The first step receives SupportTicketInput. The built pipeline returns NormalizedTicket.

4. Use Arrays and Numbers

const executiveNotes = new PipelineBuilder<string[]>()
  .step((notes) => notes.map((note) => `- ${note}`).join("\n"))
  .build();

const notes = await executiveNotes.run([
  "Checkout failures increased after payment retry changes.",
  "Enterprise customers are affected.",
]);
const formatPrice = new PipelineBuilder<number>()
  .step((dollars) => Math.round(dollars * 100))
  .step((cents) => ({
    cents,
    formatted: `$${(cents / 100).toFixed(2)}`,
  }))
  .build();

const price = await formatPrice.run(12.5);

console.log(price.formatted);

5. Branch Into Different Output Types

const ticketSignals = new PipelineBuilder<string>()
  .parallel({
    title: new PipelineBuilder<string>()
      .step((ticket) => ticket.split(".")[0] ?? ticket)
      .build(),
    wordCount: new PipelineBuilder<string>()
      .step((ticket) => ticket.trim().split(/\s+/).length)
      .build(),
    urgent: new PipelineBuilder<string>()
      .step((ticket) => ticket.toLowerCase().includes("outage"))
      .build(),
  })
  .build();

const signals = await ticketSignals.run(
  "Checkout outage affects enterprise customers. Payment retries fail.",
);

console.log(signals.title, signals.wordCount, signals.urgent);

The result is typed as:

{
  title: string;
  wordCount: number;
  urgent: boolean;
}

6. Format Before Prompting or Extracting

.prompt(agent) and .extract(extractor) call String(input) internally. For strings, that is usually fine. For objects, add a formatting step first so the model receives intentional text instead of [object Object].

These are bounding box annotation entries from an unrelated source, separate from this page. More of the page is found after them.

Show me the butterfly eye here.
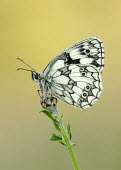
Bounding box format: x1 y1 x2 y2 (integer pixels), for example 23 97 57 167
82 72 86 76
85 85 91 91
82 91 88 99
86 49 90 53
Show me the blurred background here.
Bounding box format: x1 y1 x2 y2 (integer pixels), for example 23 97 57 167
0 0 121 170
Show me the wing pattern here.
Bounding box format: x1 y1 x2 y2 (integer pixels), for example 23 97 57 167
43 37 104 109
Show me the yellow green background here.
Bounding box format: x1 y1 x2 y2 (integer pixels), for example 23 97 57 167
0 0 121 170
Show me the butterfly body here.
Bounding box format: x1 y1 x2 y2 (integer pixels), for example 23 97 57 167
32 37 104 109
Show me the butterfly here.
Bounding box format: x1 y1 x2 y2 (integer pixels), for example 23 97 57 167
18 37 104 109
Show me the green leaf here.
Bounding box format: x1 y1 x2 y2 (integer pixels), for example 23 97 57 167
59 114 63 121
67 123 70 132
53 121 61 132
50 134 62 141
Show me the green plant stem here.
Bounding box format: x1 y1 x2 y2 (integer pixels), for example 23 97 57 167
53 110 81 170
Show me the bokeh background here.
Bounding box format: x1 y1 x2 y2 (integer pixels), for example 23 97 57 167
0 0 121 170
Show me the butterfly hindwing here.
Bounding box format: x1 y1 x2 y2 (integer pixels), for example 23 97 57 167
43 37 104 109
51 65 102 109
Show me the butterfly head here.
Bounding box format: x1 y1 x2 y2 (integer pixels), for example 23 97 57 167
31 72 41 82
17 58 41 82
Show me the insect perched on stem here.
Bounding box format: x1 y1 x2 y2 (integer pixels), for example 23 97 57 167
17 37 104 109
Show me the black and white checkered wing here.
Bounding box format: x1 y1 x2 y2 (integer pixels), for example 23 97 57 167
44 37 104 109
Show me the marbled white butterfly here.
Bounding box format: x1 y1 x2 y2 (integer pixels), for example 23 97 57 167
18 37 104 109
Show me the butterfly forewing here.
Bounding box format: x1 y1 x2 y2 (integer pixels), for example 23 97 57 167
43 37 104 109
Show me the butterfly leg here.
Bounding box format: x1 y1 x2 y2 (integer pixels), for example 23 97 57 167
37 90 42 98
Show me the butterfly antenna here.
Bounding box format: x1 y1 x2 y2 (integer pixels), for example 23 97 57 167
17 58 36 72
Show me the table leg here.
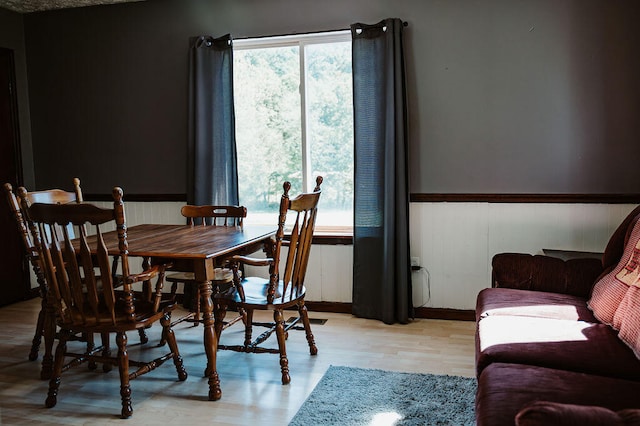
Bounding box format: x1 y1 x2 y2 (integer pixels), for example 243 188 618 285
198 281 222 401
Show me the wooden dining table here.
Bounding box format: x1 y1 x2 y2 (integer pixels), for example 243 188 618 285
94 224 276 401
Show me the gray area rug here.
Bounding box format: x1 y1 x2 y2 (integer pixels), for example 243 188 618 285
289 366 476 426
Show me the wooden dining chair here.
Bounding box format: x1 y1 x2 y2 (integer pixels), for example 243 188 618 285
23 187 187 418
4 178 83 379
214 176 322 385
161 205 247 332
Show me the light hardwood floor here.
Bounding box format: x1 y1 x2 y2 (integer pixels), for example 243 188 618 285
0 299 475 425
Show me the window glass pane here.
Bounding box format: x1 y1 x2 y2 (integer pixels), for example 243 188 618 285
233 32 354 227
305 42 353 226
233 46 302 223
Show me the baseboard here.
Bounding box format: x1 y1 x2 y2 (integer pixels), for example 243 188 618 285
305 301 476 321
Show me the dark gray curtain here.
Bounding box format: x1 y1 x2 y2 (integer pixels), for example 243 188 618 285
187 35 238 205
351 19 413 324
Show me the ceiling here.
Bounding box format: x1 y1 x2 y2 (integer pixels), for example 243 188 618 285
0 0 144 13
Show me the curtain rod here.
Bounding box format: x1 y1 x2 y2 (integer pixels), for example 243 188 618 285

const ticketPipeline = new PipelineBuilder<SupportTicketInput>()
  .step(
    (ticket) =>
      [
        `Customer: ${ticket.customer}`,
        `Subject: ${ticket.subject}`,
        `Body: ${ticket.body}`,
      ].join("\n"),
  )
  .prompt(summarizer)
  .extract(triageExtractor)
  .build();

const triage = await ticketPipeline.run({
  customer: "Acme Co.",
  subject: "Checkout is failing",
  body: "Enterprise checkout fails after payment retries.",
});

7. Add Capabilities Gradually

Build pipelines in this order:

  1. Use Steps for ordinary transforms.
  2. Use Prompt Steps when a stage needs an agent.
  3. Use Extractor Steps when a stage should return typed data.
  4. Use Parallel Branches when independent work can run at the same time.
  5. Use Batch Runs when the same pipeline should process many inputs.
  6. Read Example: Research Pipeline for a complete fetch, summarize, and extract workflow.

Minimal End-to-End Shape

const ticketPipeline = new PipelineBuilder<string>()
  .step((ticket) => ticket.trim())
  .step((ticket) => `Summarize this ticket:\n\n${ticket}`)
  .prompt(summarizer)
  .build();

const summary = await ticketPipeline.run("Checkout fails for enterprise users.");

Keep the first version linear. Add branching and composition only after the simple flow is clear.